Figure 4. HOTAIR, an antisense intergenic long ncRNA of the HOXC locus

(A) Genomic location of HOTAIR at the boundary of two chromatin domains. ChIP-chip and RNA expression on tiling array are as shown in Fig. 3. (B) Strand specific RT-PCR shows exclusive expression of HOTAIR from the strand opposite to HOXC genes (bottom). Primers for reverse transcription (P-RT) and PCR (P-PCR) were designed to specifically target either the top (primers F1–F3) or bottom strand (primer R1) of HOTAIR. (C) Northern blot analysis of HOTAIR in lung and foreskin fibroblast RNA. (D) Size-fractionated small RNA was probed with pools of oligonucleotides spanning HOTAIR (sets #1–3), full length antisense HOTAIR (CDS), or a probe against miRNA let7a. (E) Posterior and distal expression of HOTAIR in human fibroblasts as measured by qRT-PCR. The site of origin of each fibroblast sample is indicated by the sample number on the anatomic cartoon. “A” is derived from the scalp. The relative abundance of HOTAIR in each position, relative to scalp (most anterior) is shown on the X-axis. (F) Whole mount in situ hybridization using HOTAIR sense (bottom strand) or antisense (top strand) probes in embryonic day 10.5 whole mount embryos. (top panels) and the hind limb and tail (bottom left and right panels, respectively). Expression of HOTAIR in posterior hindlimb (arrowhead) and tail (arrow) are highlighted.

Figure 5. Loss of HOTAIR results in transcriptional induction of HOXD locus

(A) RNA expression profiles of HOXD locus (top), HOXC locus surrounding HOTAIR (bottom left), and a control region on chromosome 22 (bottom right) following transfection of siRNA targeting GFP (siGFP) or a pool of four siRNAs targeting HOTAIR (siHOTAIR). Intensities of RNA hybridized to the tiling array from the siGFP and the siHOTAIR transfections are plotted on a linear scale in blue and red respectively. *, genes with significant increased transcription. (B) qRT-PCR measuring the relative abundance of the HOTAIR transcript in the primary foreskin samples show in (A). (C, D) qRT-PCR measuring the relative abundance of the HOTAIR (C) and HOXD10 (D) transcripts after depletion of four individual siRNAs to HOTAIR and the pool.

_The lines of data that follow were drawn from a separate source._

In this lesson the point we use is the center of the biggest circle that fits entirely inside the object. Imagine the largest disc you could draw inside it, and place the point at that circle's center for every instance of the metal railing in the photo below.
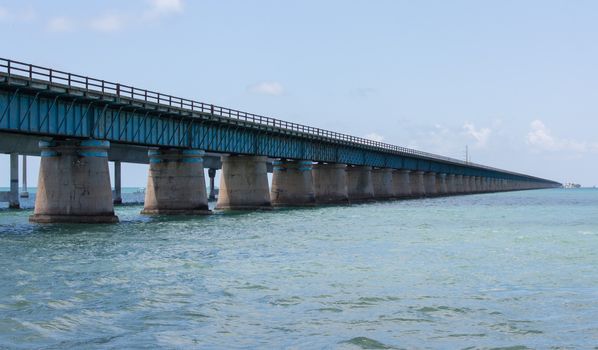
(70, 80)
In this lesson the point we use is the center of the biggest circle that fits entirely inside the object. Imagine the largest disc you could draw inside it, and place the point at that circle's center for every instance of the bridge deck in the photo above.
(36, 100)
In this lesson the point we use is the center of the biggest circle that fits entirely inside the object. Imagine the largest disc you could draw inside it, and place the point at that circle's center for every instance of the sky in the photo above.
(514, 81)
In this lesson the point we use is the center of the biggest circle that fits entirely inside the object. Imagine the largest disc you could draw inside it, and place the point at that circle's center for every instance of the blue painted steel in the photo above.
(70, 106)
(95, 143)
(93, 154)
(48, 154)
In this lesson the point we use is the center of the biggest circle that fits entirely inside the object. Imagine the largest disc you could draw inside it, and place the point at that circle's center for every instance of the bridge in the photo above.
(77, 124)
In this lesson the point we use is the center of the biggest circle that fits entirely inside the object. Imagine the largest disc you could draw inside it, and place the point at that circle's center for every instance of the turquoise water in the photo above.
(481, 271)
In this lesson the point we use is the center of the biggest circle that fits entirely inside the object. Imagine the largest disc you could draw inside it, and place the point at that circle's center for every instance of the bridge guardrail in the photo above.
(34, 72)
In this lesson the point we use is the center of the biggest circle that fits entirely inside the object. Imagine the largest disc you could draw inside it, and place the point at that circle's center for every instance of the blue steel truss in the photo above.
(41, 101)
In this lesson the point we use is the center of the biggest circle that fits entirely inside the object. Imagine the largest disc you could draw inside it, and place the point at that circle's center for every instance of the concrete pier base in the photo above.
(451, 184)
(13, 196)
(74, 183)
(359, 184)
(24, 191)
(477, 184)
(118, 199)
(175, 183)
(382, 181)
(430, 184)
(418, 186)
(243, 183)
(401, 181)
(442, 186)
(330, 183)
(292, 184)
(459, 184)
(212, 176)
(469, 184)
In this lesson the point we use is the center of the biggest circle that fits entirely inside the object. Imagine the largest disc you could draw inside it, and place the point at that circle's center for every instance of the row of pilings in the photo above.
(74, 183)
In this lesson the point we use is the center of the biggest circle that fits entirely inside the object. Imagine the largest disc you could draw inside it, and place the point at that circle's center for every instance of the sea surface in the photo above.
(508, 270)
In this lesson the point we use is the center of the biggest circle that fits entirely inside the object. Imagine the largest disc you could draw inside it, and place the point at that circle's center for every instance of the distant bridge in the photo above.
(38, 103)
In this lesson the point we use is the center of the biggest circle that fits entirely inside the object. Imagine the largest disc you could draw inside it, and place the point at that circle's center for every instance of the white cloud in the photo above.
(540, 138)
(60, 24)
(107, 23)
(160, 8)
(27, 14)
(481, 135)
(375, 137)
(272, 88)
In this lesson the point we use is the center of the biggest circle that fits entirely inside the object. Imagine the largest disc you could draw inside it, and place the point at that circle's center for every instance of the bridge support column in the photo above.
(401, 181)
(13, 197)
(330, 183)
(478, 184)
(359, 183)
(74, 183)
(175, 183)
(243, 183)
(430, 184)
(117, 183)
(451, 184)
(382, 180)
(418, 186)
(460, 181)
(24, 191)
(486, 184)
(442, 186)
(292, 183)
(212, 176)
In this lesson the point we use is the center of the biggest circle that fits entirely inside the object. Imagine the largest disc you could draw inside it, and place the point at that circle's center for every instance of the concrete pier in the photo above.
(451, 184)
(418, 186)
(118, 199)
(383, 183)
(359, 184)
(175, 183)
(292, 183)
(477, 184)
(470, 184)
(243, 183)
(74, 183)
(430, 184)
(212, 176)
(13, 197)
(330, 183)
(401, 181)
(460, 181)
(442, 186)
(24, 190)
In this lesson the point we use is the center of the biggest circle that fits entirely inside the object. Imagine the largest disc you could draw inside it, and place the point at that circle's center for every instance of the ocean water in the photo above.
(508, 270)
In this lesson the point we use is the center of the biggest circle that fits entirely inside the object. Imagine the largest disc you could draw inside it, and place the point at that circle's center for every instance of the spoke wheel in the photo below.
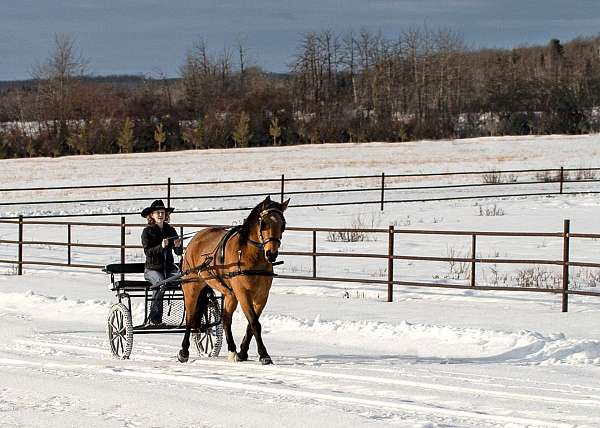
(120, 331)
(209, 338)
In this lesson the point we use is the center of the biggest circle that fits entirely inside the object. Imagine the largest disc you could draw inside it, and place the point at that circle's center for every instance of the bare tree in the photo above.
(56, 77)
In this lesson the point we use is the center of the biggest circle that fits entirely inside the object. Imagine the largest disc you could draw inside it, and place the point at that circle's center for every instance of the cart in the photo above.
(123, 323)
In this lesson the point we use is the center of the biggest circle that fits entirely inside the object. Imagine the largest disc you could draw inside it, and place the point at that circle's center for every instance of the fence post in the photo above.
(562, 178)
(69, 243)
(314, 253)
(565, 293)
(169, 193)
(382, 189)
(20, 264)
(391, 264)
(473, 256)
(122, 245)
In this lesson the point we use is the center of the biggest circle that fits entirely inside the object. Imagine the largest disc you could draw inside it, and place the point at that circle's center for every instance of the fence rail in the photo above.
(392, 255)
(553, 181)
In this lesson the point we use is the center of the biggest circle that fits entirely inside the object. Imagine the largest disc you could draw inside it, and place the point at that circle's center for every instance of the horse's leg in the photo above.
(191, 297)
(245, 345)
(255, 328)
(229, 307)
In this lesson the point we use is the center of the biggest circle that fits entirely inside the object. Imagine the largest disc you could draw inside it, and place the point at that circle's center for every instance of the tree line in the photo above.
(340, 87)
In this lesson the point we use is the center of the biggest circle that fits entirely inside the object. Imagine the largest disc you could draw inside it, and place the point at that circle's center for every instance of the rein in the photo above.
(220, 248)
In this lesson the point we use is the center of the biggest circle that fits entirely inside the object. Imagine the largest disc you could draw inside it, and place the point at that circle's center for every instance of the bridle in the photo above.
(261, 218)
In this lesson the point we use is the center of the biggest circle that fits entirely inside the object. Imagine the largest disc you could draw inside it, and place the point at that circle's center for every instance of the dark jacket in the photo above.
(157, 257)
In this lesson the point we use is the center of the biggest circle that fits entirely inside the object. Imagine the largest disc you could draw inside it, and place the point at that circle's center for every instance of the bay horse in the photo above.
(238, 263)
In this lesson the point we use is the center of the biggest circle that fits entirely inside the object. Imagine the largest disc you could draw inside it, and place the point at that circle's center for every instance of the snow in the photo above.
(343, 356)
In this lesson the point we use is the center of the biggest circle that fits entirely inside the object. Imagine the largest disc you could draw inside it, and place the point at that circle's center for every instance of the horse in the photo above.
(238, 263)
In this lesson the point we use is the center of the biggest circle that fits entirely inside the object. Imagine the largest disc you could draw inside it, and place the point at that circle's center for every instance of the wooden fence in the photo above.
(566, 236)
(386, 191)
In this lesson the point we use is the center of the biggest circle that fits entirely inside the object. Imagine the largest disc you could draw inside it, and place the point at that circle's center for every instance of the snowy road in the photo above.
(432, 358)
(57, 371)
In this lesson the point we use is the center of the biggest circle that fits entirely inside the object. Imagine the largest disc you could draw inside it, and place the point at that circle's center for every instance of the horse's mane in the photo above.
(252, 219)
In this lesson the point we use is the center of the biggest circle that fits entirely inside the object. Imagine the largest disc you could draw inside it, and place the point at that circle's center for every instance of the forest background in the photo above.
(350, 87)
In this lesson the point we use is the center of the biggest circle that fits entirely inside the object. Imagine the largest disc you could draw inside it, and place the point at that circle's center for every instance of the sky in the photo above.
(153, 37)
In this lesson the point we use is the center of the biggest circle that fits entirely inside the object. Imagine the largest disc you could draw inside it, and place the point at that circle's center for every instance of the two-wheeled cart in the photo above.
(124, 323)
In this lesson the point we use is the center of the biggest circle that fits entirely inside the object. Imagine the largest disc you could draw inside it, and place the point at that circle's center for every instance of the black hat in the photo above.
(156, 205)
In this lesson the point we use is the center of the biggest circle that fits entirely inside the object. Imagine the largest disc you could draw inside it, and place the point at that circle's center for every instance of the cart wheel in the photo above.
(120, 331)
(210, 337)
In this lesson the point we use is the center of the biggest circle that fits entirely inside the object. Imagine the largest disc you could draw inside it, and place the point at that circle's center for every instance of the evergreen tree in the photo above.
(126, 140)
(241, 135)
(275, 130)
(160, 135)
(195, 135)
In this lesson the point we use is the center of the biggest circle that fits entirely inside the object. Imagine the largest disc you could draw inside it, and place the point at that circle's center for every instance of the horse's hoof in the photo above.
(266, 360)
(183, 356)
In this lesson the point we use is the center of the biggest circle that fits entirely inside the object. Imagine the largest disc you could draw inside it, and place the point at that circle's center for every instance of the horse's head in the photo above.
(270, 227)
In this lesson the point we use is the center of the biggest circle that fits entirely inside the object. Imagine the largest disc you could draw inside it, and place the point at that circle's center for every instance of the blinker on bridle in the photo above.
(262, 216)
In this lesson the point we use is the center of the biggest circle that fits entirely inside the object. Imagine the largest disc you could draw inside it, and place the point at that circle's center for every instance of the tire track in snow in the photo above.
(355, 382)
(149, 374)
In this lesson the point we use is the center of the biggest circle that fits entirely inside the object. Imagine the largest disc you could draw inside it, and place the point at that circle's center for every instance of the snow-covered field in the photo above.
(433, 357)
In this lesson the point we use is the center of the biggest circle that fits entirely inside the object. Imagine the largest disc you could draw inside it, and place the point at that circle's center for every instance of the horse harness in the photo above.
(219, 253)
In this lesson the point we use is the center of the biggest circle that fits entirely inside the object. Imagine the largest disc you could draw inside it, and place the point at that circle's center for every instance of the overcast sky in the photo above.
(151, 36)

Figure 6. HOTAIR is required for H3K27 trimethylation and Suz12 occupancy of the HOXD locus

(A) Change in H3K27me3 ChIP-chip signal over the HOXD locus caused by depletion of HOTAIR compared to control siRNA against GFP. The location of HOXD genes are indicated by brown boxes. (B) ChIP of H3K27me3 and Suz12 of select promoters across the HOXD locus after siRNA treatment targeting GFP or HOTAIR. Bottom: quantitation of ChIP assays (mean ± standard error).

Figure 7. HOTAIR ncRNA binds Polycomb Repressive Complex 2

(A) Immunoprecipitation of Suz12 retrieves endogenous HOTAIR. Nuclear extracts of foot or foreskin fibroblasts were immunoprecipiated by IgG (lanes 1, 3, 5), anti-Suz12 (lanes 2, 4), or anti-YY1 (lane 6). Co-precipitated RNAs were detected by RT-PCR using primers for HOTAIR (rows 1 and 2) or U1 small nuclear RNA (row 3). To demonstrate that the HOTAIR band was not due to DNA contamination, each RT-PCR was repeated without reverse transcriptase (-RT, row 2). Immunoprecipitation of Suz12 and YY1 were successful as demonstrated by IP-western using the cognate antibodies (row 4). RT-PCR of nuclear extracts demonstrated equal input RNAs (row 5). (B) In vitro transcribed HOTAIR retrieves PRC2 subunits. Immunoblot analysis of the indicated proteins is shown; five percent of input extract (5 μg) was loaded as input control. (C) Model of long ncRNA regulation of chromatin domains via histone modification enzymes. Transcription of ncRNAs in cis may increase the accessibility of TrxG proteins such as ASH1 or MLL or directly recruit them, leading to H3K4 methylation and transcriptional activation of the downstream HOX gene(s). In contrast, recruitment of PRC2 is programmed by ncRNAs produced in trans, which targets PRC2 activity by yet incompletely defined mechanisms to target loci. PRC2 recruitment leads to H3K27 methylation and transcriptional silencing of neighboring HOX genes.